The movie that was broadcast infinitely on the Indian channel SET Max, Baghban is Indian melodrama at its peak. Amitabh Bachchan and Hema Malini lead the ensemble as an aging couple who are pushed to the brink of separation by their unafficionate children. A grateful exception among their children is the adopted orphan Alok Malhotra. The film might be bogged down by its runtime but it has somehow managed to stay relevant through its commentary on the breakdown of Indian families. Just try not watching it with parents! You might just end up getting a moral lecture later.
For those who think Sallu Bhai doesn’t have emotional range, they should just have a glimpse at Khan’s Suhaan Kapoor crying at Brooklyn Bridge as the sun goes down. A love triangle between Khan, Preity Zinta, and Akshay Kumar’s characters, Shirish Kunder’s directorial debut Jaan-E-Mann doesn’t really boast a very original story and screenplay. Yet, it’s just the heartbreaking pain that drives Khan’s hero in the latter half that makes Jaan-E-Mann worth adding to the average Salman Khan fan’s watchlist.

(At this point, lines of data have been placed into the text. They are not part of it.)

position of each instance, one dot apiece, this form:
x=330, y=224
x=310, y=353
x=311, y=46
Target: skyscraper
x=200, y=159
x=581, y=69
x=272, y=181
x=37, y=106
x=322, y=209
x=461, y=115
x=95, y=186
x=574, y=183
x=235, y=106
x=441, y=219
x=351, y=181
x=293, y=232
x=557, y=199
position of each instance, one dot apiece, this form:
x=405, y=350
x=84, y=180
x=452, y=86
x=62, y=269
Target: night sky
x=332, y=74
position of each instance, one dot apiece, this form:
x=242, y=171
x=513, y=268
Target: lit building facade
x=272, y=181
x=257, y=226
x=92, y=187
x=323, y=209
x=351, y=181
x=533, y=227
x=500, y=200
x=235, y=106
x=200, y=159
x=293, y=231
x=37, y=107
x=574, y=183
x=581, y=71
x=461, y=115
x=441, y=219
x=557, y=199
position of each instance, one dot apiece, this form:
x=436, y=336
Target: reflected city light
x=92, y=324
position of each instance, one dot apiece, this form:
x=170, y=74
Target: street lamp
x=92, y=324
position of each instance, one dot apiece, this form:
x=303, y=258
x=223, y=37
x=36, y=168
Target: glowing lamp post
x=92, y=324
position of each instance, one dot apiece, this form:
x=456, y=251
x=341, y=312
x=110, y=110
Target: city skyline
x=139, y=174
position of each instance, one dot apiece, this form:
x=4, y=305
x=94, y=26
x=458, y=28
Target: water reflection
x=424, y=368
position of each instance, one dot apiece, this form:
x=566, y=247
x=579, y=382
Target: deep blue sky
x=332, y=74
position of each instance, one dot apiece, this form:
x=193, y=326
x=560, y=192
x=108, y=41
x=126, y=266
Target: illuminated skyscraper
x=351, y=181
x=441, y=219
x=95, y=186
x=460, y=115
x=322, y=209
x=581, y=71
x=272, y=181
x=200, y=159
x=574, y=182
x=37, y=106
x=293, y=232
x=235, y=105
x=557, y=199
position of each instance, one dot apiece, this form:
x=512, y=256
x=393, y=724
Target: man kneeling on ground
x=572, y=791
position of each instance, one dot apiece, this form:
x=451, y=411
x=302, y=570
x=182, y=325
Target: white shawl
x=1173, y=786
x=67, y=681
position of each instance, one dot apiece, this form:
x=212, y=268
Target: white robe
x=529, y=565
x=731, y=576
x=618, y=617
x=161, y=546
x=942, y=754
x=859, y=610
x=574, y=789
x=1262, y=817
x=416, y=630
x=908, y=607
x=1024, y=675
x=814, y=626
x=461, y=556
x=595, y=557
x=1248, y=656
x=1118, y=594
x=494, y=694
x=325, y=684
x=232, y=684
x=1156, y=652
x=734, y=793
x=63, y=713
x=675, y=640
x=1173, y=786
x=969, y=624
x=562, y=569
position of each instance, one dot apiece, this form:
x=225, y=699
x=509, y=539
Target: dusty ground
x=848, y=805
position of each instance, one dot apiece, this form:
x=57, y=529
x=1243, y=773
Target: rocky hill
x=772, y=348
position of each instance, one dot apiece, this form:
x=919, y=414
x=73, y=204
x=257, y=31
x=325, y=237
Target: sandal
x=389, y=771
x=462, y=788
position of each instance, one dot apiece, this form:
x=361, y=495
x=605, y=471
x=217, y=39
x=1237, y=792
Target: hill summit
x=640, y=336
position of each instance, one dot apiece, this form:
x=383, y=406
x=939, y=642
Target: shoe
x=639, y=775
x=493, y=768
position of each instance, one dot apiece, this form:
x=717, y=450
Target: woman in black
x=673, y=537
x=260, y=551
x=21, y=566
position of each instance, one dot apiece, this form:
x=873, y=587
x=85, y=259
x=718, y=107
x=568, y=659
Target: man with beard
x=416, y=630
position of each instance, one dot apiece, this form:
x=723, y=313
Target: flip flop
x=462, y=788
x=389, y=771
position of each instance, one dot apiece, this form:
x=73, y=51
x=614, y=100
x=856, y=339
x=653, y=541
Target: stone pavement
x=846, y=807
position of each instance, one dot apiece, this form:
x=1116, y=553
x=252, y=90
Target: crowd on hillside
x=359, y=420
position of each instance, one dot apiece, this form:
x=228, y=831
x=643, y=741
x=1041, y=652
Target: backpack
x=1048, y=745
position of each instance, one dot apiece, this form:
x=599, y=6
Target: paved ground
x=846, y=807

Watching a movie like Karan Arjun in today’s time would seem ridiculous. It is, after all, a movie about two brothers who get brutally killed only to avenge their deaths after being reborn in another life! Still, it is an amusing time capsule of sorts in the way the revenge drama displays some classic tropes of the quintessential Bollywood mass-entertainer. And further, before the YRF Spy Universe made Tiger and Pathaan’s meetings more frequent, Karan-Arjun was a rare opportunity to see Shah Rukh Khan share screen space with Salman Khan.